ECLI:NL:GHAMS:2022:120
Gerechtshof Amsterdam
- Hoger beroep
- Rechtspraak.nl
Bevestiging van vonnis in hoger beroep inzake belaging, bedreiging en belediging van slachtoffers met aanpassing van kwalificatie en strafmotivering
In deze zaak heeft het gerechtshof Amsterdam op 18 januari 2022 uitspraak gedaan in hoger beroep tegen een vonnis van de politierechter in de rechtbank Amsterdam, dat op 17 mei 2021 was gewezen. De verdachte, geboren in 1979, was in eerste aanleg veroordeeld voor belaging, bedreiging en belediging van twee slachtoffers. Het hof heeft het vonnis van de politierechter bevestigd, met uitzondering van de kwalificatie en de strafmotivering, die zijn vernietigd. De zaak betreft een eendaadse samenloop van belaging en bedreiging met enig misdrijf tegen het leven gericht, meermalen gepleegd, en bedreiging en belediging van de slachtoffers, die negatieve gevolgen voor hun privéleven hebben ondervonden.

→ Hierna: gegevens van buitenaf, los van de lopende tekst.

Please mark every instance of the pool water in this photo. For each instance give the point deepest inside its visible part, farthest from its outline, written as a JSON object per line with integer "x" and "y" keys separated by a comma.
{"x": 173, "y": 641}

De politierechter had de verdachte een voorwaardelijke gevangenisstraf van drie maanden opgelegd, met een proeftijd van twee jaar, en een contactverbod met de slachtoffers voor de duur van twee jaar. De advocaat-generaal had een langere proeftijd gevorderd, maar het hof oordeelde dat de opgelegde straf passend was. De verdachte had zich gedurende een lange periode schuldig gemaakt aan belaging en bedreiging van haar ex-partner, en had ook andere slachtoffers bedreigd en beledigd. Het hof vond het verontrustend dat de verdachte de ernst van haar daden niet inzag en dat zij zich als slachtoffer presenteerde.

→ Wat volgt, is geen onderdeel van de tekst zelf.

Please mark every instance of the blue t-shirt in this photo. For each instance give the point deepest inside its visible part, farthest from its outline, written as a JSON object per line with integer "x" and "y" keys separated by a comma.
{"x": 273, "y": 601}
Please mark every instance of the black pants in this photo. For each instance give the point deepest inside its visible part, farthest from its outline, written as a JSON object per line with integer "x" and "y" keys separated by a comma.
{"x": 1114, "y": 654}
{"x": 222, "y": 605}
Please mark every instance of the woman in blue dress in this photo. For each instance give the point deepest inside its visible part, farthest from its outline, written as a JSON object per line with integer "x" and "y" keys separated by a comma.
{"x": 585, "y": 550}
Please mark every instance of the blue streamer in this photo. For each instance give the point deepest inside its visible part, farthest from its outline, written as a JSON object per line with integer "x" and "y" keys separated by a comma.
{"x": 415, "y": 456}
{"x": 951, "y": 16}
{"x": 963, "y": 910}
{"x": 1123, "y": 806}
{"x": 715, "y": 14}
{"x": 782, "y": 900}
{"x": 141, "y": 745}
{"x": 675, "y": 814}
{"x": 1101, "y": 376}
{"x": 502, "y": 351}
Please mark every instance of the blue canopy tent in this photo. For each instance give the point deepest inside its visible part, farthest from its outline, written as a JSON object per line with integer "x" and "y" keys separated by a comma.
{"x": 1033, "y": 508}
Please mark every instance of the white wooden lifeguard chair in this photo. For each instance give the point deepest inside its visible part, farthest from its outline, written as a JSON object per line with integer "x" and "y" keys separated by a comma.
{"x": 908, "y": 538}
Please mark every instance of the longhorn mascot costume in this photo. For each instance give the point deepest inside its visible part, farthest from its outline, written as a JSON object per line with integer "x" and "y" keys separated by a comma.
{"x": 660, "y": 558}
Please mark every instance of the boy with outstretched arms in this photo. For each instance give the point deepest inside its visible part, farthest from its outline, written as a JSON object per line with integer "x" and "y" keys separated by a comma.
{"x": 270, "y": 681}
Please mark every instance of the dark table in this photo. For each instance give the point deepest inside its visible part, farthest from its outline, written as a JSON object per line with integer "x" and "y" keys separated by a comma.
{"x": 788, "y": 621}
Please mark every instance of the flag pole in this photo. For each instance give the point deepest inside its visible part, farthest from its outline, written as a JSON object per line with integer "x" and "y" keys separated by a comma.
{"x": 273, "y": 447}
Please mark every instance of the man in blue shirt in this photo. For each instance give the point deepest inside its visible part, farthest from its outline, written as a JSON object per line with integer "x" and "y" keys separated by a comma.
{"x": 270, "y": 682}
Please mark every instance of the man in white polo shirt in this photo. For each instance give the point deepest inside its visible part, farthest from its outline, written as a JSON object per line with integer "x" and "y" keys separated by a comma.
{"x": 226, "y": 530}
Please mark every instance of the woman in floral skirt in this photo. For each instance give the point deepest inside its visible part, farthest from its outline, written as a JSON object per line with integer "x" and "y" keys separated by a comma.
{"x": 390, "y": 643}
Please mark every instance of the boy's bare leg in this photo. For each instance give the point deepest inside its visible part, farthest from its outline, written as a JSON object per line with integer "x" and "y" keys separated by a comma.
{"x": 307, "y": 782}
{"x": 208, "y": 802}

Het hof heeft de noodzaak van een vrijheidsbeperkende maatregel bevestigd, gezien de mogelijkheid dat de verdachte opnieuw strafbare feiten zou plegen. De op te leggen straf en maatregel zijn gegrond op verschillende artikelen van het Wetboek van Strafrecht. Het hof heeft de beslissing genomen om het vonnis te vernietigen ten aanzien van de kwalificatie en strafmotivering, maar het vonnis voor het overige te bevestigen.